Thirdly, back to video. If your news story is shared on social media (mainly Facebook – it’s the behemoth of the social media world) traffic will increase by about 10 percent. If video is incorporated it will increase to over 40 per cent. Think about that. Then go record some cats with your product. 

Other changes 
In addition to the power-tri, the following changes should be considered in 2016 PR campaigns. 

  • Change who you’re hiring – or at least add to the list - start hiring data specialists and videographers.
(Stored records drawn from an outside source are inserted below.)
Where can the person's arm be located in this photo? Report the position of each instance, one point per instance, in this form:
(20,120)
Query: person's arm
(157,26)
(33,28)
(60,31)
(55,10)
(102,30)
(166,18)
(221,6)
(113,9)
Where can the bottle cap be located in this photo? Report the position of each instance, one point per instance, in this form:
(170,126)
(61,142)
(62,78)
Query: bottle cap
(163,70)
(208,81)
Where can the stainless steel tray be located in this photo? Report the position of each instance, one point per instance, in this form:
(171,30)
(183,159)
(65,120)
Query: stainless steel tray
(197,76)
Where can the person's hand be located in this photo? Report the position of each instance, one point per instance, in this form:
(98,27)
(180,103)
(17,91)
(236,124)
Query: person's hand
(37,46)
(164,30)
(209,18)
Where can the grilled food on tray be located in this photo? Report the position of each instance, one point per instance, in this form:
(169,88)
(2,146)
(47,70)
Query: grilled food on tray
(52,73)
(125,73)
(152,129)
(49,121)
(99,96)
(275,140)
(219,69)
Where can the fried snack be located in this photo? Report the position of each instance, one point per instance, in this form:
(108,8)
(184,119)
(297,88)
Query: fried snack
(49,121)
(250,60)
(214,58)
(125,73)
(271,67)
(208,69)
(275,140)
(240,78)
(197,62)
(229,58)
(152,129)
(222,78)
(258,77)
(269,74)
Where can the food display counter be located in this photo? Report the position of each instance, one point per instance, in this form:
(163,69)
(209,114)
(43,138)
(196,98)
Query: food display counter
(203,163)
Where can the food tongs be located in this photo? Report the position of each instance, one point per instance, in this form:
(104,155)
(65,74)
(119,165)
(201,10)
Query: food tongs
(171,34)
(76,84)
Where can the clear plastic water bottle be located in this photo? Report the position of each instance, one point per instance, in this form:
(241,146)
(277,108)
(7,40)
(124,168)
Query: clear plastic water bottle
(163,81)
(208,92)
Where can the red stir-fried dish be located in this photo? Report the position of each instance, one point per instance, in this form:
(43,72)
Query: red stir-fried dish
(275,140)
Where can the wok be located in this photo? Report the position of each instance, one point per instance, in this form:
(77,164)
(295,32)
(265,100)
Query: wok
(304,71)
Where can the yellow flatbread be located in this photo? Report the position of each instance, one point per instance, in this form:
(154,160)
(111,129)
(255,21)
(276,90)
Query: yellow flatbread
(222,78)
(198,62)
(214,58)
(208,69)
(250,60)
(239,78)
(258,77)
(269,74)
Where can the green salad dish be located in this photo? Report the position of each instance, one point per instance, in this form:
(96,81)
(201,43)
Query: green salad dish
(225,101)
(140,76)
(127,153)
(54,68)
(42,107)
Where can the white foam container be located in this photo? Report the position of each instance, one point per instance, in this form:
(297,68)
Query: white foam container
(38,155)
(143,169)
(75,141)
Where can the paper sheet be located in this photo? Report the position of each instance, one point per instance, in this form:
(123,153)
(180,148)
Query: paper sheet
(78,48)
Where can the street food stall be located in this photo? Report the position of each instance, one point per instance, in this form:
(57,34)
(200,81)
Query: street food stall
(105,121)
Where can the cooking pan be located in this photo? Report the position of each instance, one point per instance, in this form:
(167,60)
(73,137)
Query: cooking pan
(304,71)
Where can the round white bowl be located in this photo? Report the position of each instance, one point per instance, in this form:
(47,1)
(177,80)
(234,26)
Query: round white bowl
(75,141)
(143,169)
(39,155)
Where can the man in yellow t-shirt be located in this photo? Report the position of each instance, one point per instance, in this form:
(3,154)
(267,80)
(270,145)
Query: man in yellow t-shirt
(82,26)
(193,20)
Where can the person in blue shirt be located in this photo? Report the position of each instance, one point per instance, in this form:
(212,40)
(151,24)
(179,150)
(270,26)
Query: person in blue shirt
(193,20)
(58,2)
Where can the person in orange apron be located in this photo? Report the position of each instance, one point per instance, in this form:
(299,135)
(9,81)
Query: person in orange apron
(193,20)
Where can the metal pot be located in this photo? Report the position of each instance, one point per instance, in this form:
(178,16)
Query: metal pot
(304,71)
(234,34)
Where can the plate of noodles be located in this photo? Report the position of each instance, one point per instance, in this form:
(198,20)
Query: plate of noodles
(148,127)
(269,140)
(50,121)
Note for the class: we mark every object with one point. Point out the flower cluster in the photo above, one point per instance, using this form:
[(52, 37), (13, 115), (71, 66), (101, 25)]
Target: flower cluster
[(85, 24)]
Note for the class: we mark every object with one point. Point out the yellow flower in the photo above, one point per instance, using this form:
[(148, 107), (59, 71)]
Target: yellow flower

  • Editors no longer dictate the news – the clicks do. PR practitioners must convince journalists the public want to know, will be interested, and will share it online.
  • Deadlines are different – Depending on who you’re talking to and how you’re talking to them should dictate when you’re pitching. 
  • While video can be rough, photos must be perfect.
  • Think in terms of graphics – Find another way to tell the story with graphics.
  • But infographics are already passé - Send interactive graphics instead.
  • Op eds are shrinking in size – Think 650 words, not 1000+.
  • Get snacking; bite-size news can work – Can’t generate 1000+ words with your story? Pitch it anyway. News outlets aren’t looking to fill columns these days, it’s about clicks. And a good heading with a bite sized piece of information can work. The majority of readers don’t read past the first few pars anyway.